翌朝、私たちの家の前に7人乗りの大きな車が止まった。後部座席から浅黒い肌の男性が降りてくる。助手席の窓が開いて、運転席に座っている色白の眼鏡をかけた女性が見えた。彼女が明るく声をかけてくる。
「あっ、雅ちゃん!」
「由里ちゃん、お久しぶり〜」
私はその女性を見る。身長は座っているから分かりにくいけど、私と同じ150センチ前半だろう。
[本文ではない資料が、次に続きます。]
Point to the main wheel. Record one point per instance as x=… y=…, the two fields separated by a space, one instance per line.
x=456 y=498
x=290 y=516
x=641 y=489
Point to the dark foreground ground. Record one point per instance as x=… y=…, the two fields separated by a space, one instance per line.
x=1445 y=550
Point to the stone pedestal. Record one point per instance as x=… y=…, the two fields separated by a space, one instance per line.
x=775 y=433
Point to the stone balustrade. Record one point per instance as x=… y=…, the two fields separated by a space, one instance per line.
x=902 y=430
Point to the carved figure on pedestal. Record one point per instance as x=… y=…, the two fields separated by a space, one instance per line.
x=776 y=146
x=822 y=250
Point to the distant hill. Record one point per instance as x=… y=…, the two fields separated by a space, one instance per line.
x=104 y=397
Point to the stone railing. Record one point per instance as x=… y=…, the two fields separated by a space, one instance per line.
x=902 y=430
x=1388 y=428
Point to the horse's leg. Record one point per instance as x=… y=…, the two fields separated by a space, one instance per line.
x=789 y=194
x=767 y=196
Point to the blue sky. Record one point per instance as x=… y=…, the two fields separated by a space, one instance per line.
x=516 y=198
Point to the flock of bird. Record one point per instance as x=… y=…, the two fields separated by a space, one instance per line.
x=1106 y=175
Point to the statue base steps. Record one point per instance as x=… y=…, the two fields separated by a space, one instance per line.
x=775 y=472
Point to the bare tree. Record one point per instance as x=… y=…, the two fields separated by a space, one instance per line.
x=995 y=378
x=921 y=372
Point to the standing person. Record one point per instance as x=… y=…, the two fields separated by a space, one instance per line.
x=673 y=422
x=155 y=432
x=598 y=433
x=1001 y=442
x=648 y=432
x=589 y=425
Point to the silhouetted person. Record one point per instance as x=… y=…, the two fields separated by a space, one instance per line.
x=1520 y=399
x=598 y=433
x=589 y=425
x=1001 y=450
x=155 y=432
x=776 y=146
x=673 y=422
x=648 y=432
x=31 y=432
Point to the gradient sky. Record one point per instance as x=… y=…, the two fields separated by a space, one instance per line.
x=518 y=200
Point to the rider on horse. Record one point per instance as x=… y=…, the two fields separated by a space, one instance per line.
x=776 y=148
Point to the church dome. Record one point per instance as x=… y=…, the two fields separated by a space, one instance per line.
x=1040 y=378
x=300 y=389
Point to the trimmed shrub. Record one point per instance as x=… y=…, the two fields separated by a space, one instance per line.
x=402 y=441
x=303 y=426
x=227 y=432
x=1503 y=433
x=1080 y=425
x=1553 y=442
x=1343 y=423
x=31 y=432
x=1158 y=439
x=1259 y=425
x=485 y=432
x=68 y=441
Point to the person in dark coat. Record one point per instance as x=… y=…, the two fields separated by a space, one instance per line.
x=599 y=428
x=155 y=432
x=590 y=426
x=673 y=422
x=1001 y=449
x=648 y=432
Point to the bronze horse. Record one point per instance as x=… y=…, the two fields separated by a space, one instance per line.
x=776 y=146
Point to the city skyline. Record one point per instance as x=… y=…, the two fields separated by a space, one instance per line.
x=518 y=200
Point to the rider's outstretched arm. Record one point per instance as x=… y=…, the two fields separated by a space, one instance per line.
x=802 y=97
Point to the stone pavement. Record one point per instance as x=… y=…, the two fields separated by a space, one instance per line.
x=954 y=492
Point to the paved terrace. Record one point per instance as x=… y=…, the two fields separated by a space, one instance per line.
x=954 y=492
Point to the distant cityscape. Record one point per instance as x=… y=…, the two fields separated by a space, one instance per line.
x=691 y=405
おかっぱ頭で肉付きのいい女性だった。彼女がお姉ちゃんの友達の、南由里さんね。
「おぉ…あんたが、雪川さん?」
道路に降り立った男性が驚いた様子で声をかける。ちょっぴり頬が紅い。お姉ちゃんは彼に、いつも通りの優雅な微笑みをしてみせた。私はその様子をぶすっとして眺める。基本的に、お姉ちゃんの隣に立つ女性は存在が霞んでしまうので損だ。ムカツクことに、それは私も例外じゃない。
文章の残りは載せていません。